Da mesma forma que acontece com os casamentos e outras celebrações que envolvem momentos marcantes da vida, o nascimento dos bebês transformou-se em um pulsante mercado

Por Daniela Pessoa e Carla Knoplech
Atualizado em 2 jun 2017, 12h29 - Publicado em 22 ago 2015, 01h00

Cada detalhe do nascimento de Lucas foi cuidadosamente planejado. Assim que sentiu as primeiras dores, no fim da tarde do último dia 3 de julho, a mãe, a blogueira Antonia Leite Barbosa, ligou para a equipe médica responsável pelo parto. Em seguida, fez outras chamadas: para o banco de células-tronco que manterá guardadas amostras retiradas do cordão umbilical da criança por no mínimo cinco anos (um serviço contratado por 10 000 reais), para a equipe de filmagem que registraria a chegada do neném e para a dupla de profissionais responsável pela decoração da suíte em que ela ficaria internada e receberia as visitas. Antes de sair de casa, escolheu a roupa que usaria e se maquiou. Como o trânsito estava engarrafado, ela, o pai, Joaquim, e a equipe de filmagem chegaram quase simultaneamente à maternidade, em Laranjeiras. No centro cirúrgico, Antonia pediu ao marido para pôr em uma caixa de som portátil a trilha sonora planejada para a ocasião. Ao som de Song for Lucas, canção especialmente composta por uma tia que mora nos Estados Unidos, o bebê veio ao mundo, com seus 3,230 quilos. O clima de celebração prosseguiu no quarto do 6º andar, e brigadeiros, bombons, biscoitinhos personalizados com a letra “L” e uma decoração com enfeites em tons de azul recebiam as visitas. “Você não vai ser mais mãe só porque contratou todos esses serviços, mas na verdade é tudo muito legal”, avalia Antonia, que, em meio aos preparativos, incluiu ainda uma consultora para adquirir na Califórnia todo o enxoval de seu rebento.

Antonia Leite Barbosa
Antonia Leite Barbosa ()

Da mesma forma que acontece com os casamentos, as festas de debutante, as formaturas e outras celebrações que envolvem momentos marcantes da vida, o nascimento dos bebês transformou-se em um pulsante mercado, em que fervilham os mais inusitados tipos de serviço e profissionais. O objetivo é tornar a chegada do filhão ou da filhotinha um acontecimento único, bem como propiciar à futura mamãe uma gestação tranquila e auxiliá-la nas múltiplas tarefas que terá pela frente. Trata-se de um negócio blindado contra crises, que cresce a passos largos. Um exemplo é a indústria de confecção. Enquanto o setor como um todo teve retração de 0,6% no ano passado, as vendas de artigos de bebê e criança cresceram 6%. A mais importante feira de produtos do ramo, a Mega Gestante e Bebê, com edições anuais no Rio, em São Paulo e Curitiba, passou de quarenta expositores, agrupados em 600 metros quadrados na primeira versão carioca, em 2008, para 230, distribuídos por 4 000 metros, no Riocentro, no ano passado. É aqui, segundo a organização, que se concentram as mamães mais consumistas do país, que ficam em média cinco horas circulando entre os estandes. “Todas são ansiosas e compram na empolgação, porque querem proporcionar o melhor ao filho. Mas as cariocas são as que mais gastam. Se existe uma roupinha de 300 reais e outra de 100, elas vão na primeira opção”, revela Bruno Batista, diretor executivo da atração.

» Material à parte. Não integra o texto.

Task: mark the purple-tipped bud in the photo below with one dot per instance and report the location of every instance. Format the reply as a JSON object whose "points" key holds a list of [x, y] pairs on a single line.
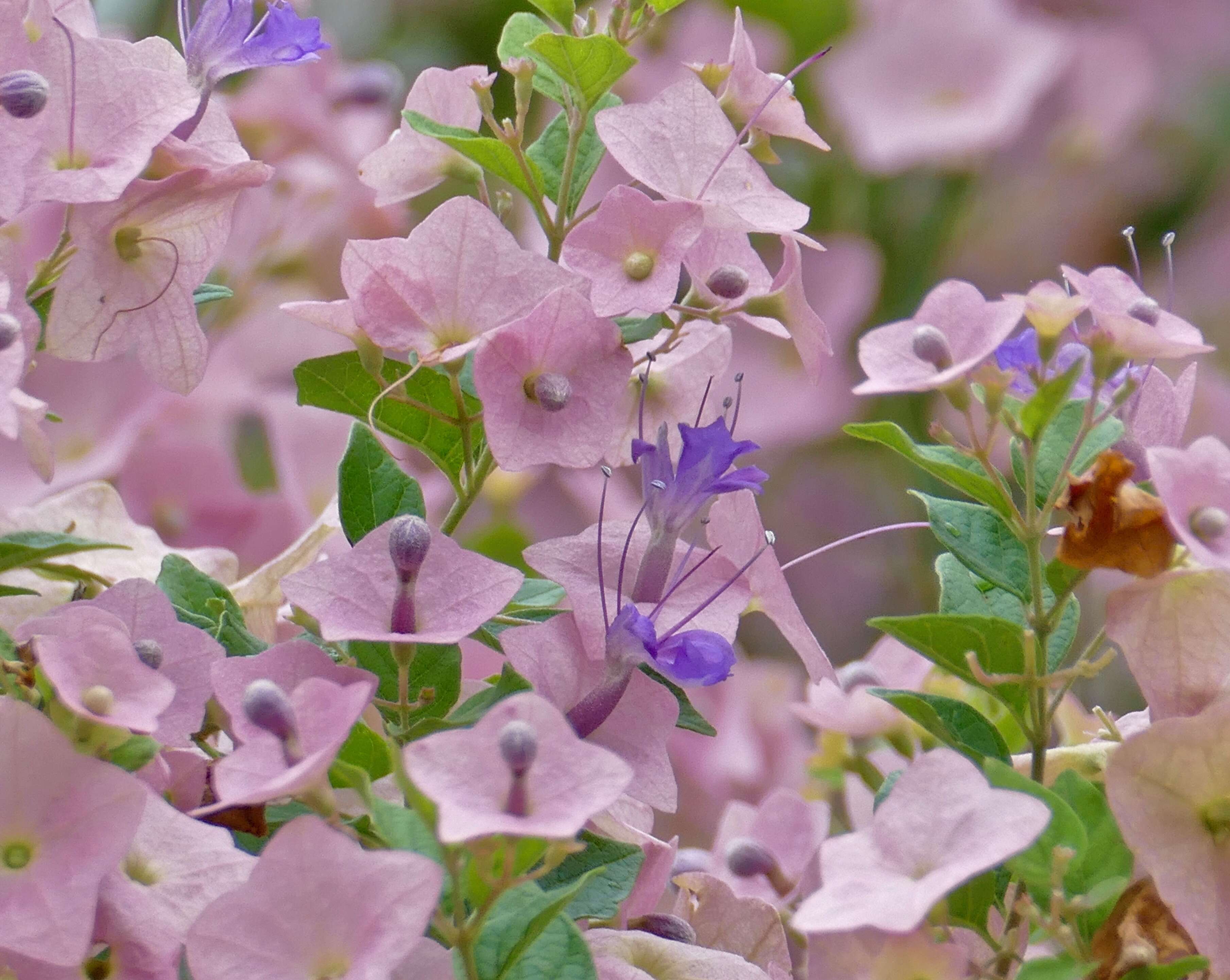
{"points": [[518, 746], [729, 282], [151, 653], [22, 94], [932, 346], [553, 391], [666, 926], [1210, 523], [10, 330], [409, 541], [267, 706], [1147, 310]]}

Infografico produtos bebês
Infografico produtos bebês ()

A chegada de um filho significa uma dramática mudança para uma mulher. Mais do que festa, celebração e alegria, o processo implica uma radical transformação no estilo de vida. Se no passado consultas regulares ao obstetra e a leitura de livros de puericultura como o clássico A Vida do Bebê, escrito pelo médico Rinaldo de Lamare, supriam as necessidades básicas da futura mamãe, hoje a realidade é bem distinta. A começar pelas próprias alterações no corpo da gestante. Especialistas em exercícios físicos para grávidas, nutricionistas e endocrinologistas zelam para que a balança oscile o mínimo possível, em torno de 10 quilos. Pilates, treinamento funcional, hidroginástica, alongamento e até mesmo musculação fazem parte da rotina das mulheres que querem manter a saúde e a boa forma em treinos específicos. A apresentadora de TV Fernanda Gentil seguiu as recomendações de sua personal trainer Roberta Gabriel à risca. Ela completou os nove meses de gravidez de Gabriel, na última semana, com o acréscimo de 12 quilos à silhueta. “Se não tivesse o acompanhamento especializado e fizesse tudo pela minha cabeça, teria engordado uns 30 quilos”, brinca Fernanda. Da mesma forma, profissionais como massagistas e esteticistas ajudam a reduzir o inchaço típico dessa fase. “Faço regularmente uma drenagem linfática que alivia dores na coluna e ajuda a relaxar, porque toda grávida é muito ansiosa. Quando a sessão acaba, eu me sinto outra pessoa”, diz a atriz Regiane Alves, que está no oitavo mês de gestação de Antônio, seu segundo filho.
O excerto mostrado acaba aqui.